In quegli anni la fotografia è in realtà nell’aria. Dalla Gran Bretagna Henry Fox-Talbot si affretta a pubblicare la sua invenzione, il calotipo, un negativo fotografico su carta che permette la stampa di più copie. Fox-Talbot risolve così alcuni dei problemi più gravi del dagherrotipo, fragile e costoso nei materiali e soprattutto in copia unica, ma ineguagliabile per nitidezza. Un altro parigino, Hippolyte Bayard sviluppa in contemporanea un propria tecnica che permette la riproduzione di più copie, ma Aragon, deciso a favorire Daguerre, lo allontana dalla ribalta: la foto più celebre di Bayard realizzata con la sua tecnica è un autoritratto fotografico in cui appare come un annegato, esplicitando il senso sarcastico nella didascalia.
A Milano, nel finire d’anno, Alessandro Duroni inizia l’importazione dei primi apparecchi Daguerre-Giroux. La fotografia inizia a dilagare e tutti coloro che potevano permettersi l’acquisto di uno dei suddetti apparecchi (abbastanza costosi, scomodi e limitati alla sola fotografia di ritratto e paesaggio) fotografavano con gioia indescrivibile qualunque cosa, anche la più insignificante, emozionandosi per il risultato ottenuto.

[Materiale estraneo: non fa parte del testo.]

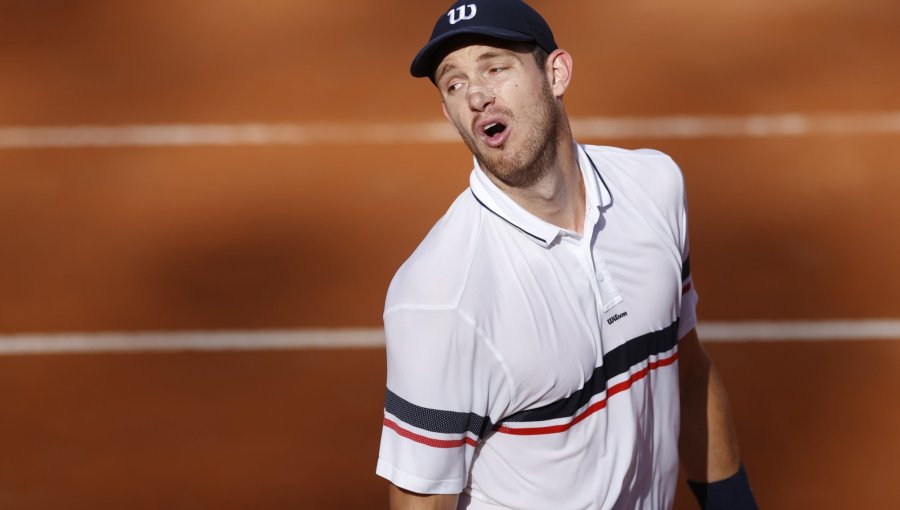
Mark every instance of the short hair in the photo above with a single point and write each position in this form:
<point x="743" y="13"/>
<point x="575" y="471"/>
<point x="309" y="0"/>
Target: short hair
<point x="540" y="55"/>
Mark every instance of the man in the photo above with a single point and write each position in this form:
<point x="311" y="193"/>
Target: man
<point x="540" y="340"/>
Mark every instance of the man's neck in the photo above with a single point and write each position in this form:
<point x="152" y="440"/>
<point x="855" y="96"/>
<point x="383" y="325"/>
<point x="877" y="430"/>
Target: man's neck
<point x="559" y="196"/>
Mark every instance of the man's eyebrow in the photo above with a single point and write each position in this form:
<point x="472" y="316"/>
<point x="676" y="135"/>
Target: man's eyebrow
<point x="487" y="55"/>
<point x="443" y="70"/>
<point x="493" y="54"/>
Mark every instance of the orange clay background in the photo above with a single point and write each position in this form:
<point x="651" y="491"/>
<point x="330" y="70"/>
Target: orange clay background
<point x="271" y="237"/>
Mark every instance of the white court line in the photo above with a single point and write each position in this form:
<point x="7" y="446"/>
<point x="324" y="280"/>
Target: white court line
<point x="84" y="343"/>
<point x="604" y="128"/>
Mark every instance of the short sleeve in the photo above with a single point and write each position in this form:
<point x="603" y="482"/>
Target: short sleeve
<point x="687" y="318"/>
<point x="445" y="390"/>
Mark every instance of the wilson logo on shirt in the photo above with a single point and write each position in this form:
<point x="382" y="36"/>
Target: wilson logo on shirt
<point x="616" y="317"/>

Ma il dagherrotipo ha vita breve, proprio perché a soppianterla sin dal 1841 è la fotografia analogica. I primi esperimenti, in Inghilterra, sono quelli di William Henry Fox Talbot che crea il metodo chiamato calotipia e basato sull’utilizzo di un negativo di carta. Circa 50 anni dopo, nel 1888 nascono la Kodak N.1 e la pellicola avvolgibile, che fanno diventare la fotografia un hobby possibile per chiunque. L’era dei rullini avvolgibili dura circa un secolo e termina con l’arrivo delle foto digitali scattate da macchine fotografiche che utilizzano, al posto della pellicola fotosensibile, un sensore in grado di catturare l’immagine e che adesso sono installate in tutti gli smartphone.